18. Mai 2007 - 21:13 Uhr

Nach vier Testtagen in Paul Ricard kann das Honda-Team ein positives Fazit ziehen und hofft schon auf eine Verbesserung in Monte Carlo

Honda
Bei Honda lief in dieser Woche nicht alles glatt
© xpb.cc

(Motorsport-Total.com) - In dieser Woche testeten die beiden Stammfahrer des Teams und Testfahrer Christian Klien für Honda in Paul Ricard. Klien nahm die Arbeit am Dienstag auf, als er mit der neuesten Aerodynamik-Konfiguration des RA107 fuhr. Das Programm setzte Rubens Barrichello am Mittwoch fort, daneben stand die Bewertung von Reifen für Monte Carlo auf dem Programm. Am Nachmittag übernahm Klien wieder das Auto, allerdings stoppte ein Motorschaden sein Programm nach nur 25 Runden.

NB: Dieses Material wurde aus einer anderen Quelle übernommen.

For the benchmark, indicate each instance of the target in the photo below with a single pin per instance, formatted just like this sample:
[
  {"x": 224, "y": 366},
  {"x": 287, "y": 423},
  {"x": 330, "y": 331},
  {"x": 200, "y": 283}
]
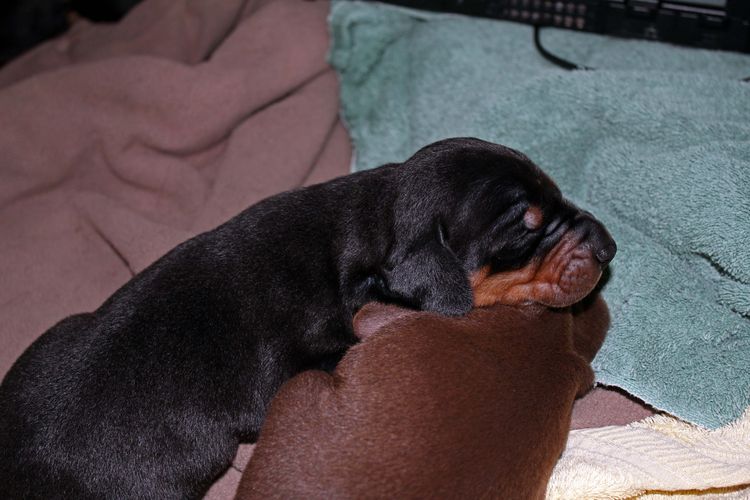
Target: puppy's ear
[{"x": 430, "y": 277}]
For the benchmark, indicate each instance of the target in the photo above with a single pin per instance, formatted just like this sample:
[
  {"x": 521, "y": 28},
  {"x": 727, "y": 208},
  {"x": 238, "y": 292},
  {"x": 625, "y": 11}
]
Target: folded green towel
[{"x": 655, "y": 142}]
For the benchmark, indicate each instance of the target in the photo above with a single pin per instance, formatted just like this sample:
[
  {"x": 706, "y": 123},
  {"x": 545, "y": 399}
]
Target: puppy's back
[{"x": 428, "y": 406}]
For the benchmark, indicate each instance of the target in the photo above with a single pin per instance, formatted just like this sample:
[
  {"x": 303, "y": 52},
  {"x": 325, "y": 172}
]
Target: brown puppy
[{"x": 433, "y": 407}]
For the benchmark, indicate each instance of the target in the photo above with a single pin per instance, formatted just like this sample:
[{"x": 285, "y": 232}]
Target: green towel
[{"x": 655, "y": 142}]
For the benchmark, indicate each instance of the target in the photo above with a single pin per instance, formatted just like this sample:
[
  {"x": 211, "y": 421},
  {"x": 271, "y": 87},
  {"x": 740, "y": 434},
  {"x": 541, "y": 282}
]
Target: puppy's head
[{"x": 477, "y": 223}]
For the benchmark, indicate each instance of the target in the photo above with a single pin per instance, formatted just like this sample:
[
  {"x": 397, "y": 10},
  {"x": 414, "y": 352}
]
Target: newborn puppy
[
  {"x": 149, "y": 395},
  {"x": 432, "y": 407}
]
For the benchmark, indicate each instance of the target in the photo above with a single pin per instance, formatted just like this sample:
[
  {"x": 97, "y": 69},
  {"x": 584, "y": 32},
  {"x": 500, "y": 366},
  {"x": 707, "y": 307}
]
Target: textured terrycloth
[
  {"x": 656, "y": 143},
  {"x": 658, "y": 456}
]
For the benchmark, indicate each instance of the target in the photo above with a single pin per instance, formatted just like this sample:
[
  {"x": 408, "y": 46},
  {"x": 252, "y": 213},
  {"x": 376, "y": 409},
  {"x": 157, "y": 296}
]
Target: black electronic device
[{"x": 715, "y": 24}]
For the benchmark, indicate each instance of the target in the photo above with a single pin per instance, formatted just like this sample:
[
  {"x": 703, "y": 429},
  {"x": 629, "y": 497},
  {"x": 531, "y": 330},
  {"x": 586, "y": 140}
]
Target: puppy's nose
[
  {"x": 605, "y": 254},
  {"x": 600, "y": 242}
]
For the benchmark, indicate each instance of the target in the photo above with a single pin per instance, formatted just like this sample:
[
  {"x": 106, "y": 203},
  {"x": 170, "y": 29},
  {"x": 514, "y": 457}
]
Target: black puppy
[{"x": 149, "y": 395}]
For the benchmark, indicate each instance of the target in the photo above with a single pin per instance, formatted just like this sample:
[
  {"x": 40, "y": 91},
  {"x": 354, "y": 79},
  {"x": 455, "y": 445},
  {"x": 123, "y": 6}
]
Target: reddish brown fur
[{"x": 432, "y": 407}]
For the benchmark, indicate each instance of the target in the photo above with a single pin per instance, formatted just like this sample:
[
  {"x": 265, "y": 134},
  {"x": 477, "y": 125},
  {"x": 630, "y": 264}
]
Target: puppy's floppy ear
[{"x": 430, "y": 277}]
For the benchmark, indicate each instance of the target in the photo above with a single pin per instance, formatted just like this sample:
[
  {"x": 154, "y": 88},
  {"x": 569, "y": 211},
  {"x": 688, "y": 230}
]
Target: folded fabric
[
  {"x": 656, "y": 142},
  {"x": 659, "y": 456}
]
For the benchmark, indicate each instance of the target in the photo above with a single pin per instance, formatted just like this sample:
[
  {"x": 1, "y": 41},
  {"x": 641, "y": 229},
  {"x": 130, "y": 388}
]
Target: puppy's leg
[{"x": 283, "y": 448}]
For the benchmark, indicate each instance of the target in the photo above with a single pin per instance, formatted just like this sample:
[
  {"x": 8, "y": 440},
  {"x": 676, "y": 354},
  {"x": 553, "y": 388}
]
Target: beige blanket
[{"x": 660, "y": 457}]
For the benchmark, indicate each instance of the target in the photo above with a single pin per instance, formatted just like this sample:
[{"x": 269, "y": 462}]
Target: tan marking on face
[
  {"x": 533, "y": 218},
  {"x": 562, "y": 277}
]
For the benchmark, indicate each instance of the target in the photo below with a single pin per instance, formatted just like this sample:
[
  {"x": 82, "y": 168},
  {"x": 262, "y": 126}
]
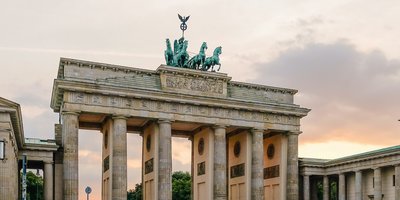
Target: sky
[{"x": 343, "y": 57}]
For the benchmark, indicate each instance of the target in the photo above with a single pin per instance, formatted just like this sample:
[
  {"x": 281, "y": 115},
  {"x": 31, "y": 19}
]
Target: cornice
[
  {"x": 274, "y": 108},
  {"x": 164, "y": 69},
  {"x": 98, "y": 65},
  {"x": 263, "y": 87}
]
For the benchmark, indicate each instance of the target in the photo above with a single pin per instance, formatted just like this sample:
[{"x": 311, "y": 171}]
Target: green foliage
[
  {"x": 135, "y": 194},
  {"x": 181, "y": 187},
  {"x": 34, "y": 186}
]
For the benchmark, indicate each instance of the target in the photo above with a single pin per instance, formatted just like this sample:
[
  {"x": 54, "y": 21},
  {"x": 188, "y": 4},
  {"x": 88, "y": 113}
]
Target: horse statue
[
  {"x": 210, "y": 62},
  {"x": 178, "y": 45},
  {"x": 169, "y": 54},
  {"x": 198, "y": 60},
  {"x": 181, "y": 57}
]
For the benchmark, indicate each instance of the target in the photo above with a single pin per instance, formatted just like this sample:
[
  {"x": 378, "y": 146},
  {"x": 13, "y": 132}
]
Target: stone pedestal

Am letzten Testtag war Jenson Button unterwegs. Seine ersten Runden dienten der Akklimatisation an die Rennstrecke, bevor auch er ein Aerodynamik-Programm durchführte. Ein weiterer Motorschaden im Verlauf des Tages verkürzte seine Fahrzeit auf 100 Runden. Am Ende war er mit 1,365 Sekunden Rückstand auf dem zehnten Platz zu finden.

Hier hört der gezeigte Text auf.